La situazione pugliese abbiamo potuto valutarla con un progetto che ci ha convocato al Ministero della Salute e ci ha visto coinvolti insieme all’Università del Sacro Cuore e il Besta. Quello che oggi sappiamo è che per quasi un paziente su tre, dunque, la diagnosi era sbagliata. La percentuale più alta di errori è stata registrata in relazione agli stati vegetativi. “Sono molte di più le persone ritenute in stato vegetativo che, con le nostre valutazioni approfondite, si sono rivelate essere invece in stato di minima coscienza”. Tre pazienti su quattro sono in stato vegetativo o di minima coscienza dopo arresto cardiocircolatorio o emorragie cerebrali. i pazienti sono in maggioranza maschi con un’età media di 55 anni, e ad assisterli per il 70% sono le donne, che in più del 50% dei casi vi dedicano oltre tre ore al giorno. Diagnosi diverse richiedono assistenza simile. Poche Regioni, prevalentemente al Nord e al Centro, hanno strutture dedicate.
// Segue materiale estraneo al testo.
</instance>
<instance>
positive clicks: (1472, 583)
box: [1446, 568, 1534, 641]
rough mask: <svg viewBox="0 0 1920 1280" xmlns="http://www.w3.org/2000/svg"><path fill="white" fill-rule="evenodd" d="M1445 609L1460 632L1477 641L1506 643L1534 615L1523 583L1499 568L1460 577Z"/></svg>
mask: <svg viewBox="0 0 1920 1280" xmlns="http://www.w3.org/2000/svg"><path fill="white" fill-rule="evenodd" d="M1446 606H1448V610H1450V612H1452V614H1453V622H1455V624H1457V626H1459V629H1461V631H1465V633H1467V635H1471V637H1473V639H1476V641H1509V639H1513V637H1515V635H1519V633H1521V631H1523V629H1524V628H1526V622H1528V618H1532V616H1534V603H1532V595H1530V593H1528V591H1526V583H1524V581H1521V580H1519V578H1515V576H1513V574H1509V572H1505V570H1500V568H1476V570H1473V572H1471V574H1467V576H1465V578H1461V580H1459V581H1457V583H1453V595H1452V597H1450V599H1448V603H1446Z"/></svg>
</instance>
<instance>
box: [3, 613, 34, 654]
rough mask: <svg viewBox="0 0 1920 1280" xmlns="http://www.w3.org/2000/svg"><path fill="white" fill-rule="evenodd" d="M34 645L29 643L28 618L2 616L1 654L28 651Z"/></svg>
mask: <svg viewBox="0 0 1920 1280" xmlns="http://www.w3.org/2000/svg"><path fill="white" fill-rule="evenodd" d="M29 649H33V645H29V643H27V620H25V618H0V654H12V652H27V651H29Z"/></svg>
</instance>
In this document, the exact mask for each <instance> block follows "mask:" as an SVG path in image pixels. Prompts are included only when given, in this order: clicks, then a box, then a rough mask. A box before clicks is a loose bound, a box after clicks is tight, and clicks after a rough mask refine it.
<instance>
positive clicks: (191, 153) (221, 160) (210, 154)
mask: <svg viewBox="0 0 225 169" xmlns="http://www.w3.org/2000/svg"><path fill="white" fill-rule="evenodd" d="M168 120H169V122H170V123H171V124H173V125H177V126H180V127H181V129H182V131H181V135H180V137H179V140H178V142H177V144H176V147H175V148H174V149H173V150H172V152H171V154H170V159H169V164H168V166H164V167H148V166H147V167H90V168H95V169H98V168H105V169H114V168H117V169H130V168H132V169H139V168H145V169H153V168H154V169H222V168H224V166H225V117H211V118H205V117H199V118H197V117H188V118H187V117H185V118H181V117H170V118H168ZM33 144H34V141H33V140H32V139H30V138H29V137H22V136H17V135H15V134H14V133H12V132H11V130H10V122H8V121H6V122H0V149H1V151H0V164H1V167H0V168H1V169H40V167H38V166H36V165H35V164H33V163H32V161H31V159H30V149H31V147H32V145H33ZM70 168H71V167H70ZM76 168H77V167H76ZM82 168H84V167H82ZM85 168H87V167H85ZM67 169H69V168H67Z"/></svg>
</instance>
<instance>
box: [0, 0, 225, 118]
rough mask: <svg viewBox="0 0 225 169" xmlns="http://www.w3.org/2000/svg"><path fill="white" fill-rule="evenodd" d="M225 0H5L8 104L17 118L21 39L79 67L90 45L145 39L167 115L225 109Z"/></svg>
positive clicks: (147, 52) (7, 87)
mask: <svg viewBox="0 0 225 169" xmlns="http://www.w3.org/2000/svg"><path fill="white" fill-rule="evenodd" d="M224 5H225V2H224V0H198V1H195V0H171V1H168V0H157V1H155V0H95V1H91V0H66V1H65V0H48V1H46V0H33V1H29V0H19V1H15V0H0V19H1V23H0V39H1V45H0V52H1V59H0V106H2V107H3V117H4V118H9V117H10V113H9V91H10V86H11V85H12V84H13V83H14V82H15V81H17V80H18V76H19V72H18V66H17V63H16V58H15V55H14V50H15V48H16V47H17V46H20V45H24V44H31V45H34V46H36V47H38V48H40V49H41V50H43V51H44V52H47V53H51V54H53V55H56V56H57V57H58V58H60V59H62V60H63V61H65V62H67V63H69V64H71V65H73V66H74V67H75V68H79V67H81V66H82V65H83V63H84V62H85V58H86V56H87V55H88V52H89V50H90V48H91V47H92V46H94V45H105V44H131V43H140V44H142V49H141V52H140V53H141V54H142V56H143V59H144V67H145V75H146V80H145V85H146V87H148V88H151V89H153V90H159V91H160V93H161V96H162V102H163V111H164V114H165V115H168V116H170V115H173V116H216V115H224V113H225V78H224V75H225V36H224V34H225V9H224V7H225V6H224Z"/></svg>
In Italia, da un punto di vista epidemiologico, organizzativo, politico, socio-assistenziale ed etico, risulta ad oggi ancora poco esplorata la realtà complessa e articolata riguardante le persone in Stato vegetativo-SV e in Stato di minima coscienza-SMC, ovvero una situazione di possibile evoluzione del coma caratterizzata dalla ripresa della veglia, e le loro famiglie. Il progetto nazionale “Funzionamento e disabilità negli Stati vegetativi e negli Stati di minima coscienza” ha visto coinvolti: La Fondazione IRCCS Istituto neurologico Carlo Besta, assieme al Centro di Ateneo di bioetica dell’Università Cattolica, ai rappresentanti di 78 centri italiani, 39 associazioni di familiari e pazienti, e alla Federazione italiana medici di medicina generale FIMMG. In Puglia abbiamo sviluppato un modello che prevede l’eccellenza, lo si ritrova nel Reg. 24, attendiamo, trepidanti e fiduciosi, venga messo in atto. Ad oggi i nostri pugliesi sono all’estero, in prevalenza tra la Svizzera e l’Austria; i rimanenti sono a domicilio, caricati sulle famiglie. La situazione è complessa e genera scomparse per ricoveri impropri che salgono di numero ogni giorno. Teniamo conto che per noi pugliesi l’incidenza è alta nelle fasce di età 14-24 anni, per il trauma cranico da incidente stradale. Una strage vera e propria se pensiamo che il numero di vittime supera quello di un bollettino di guerra.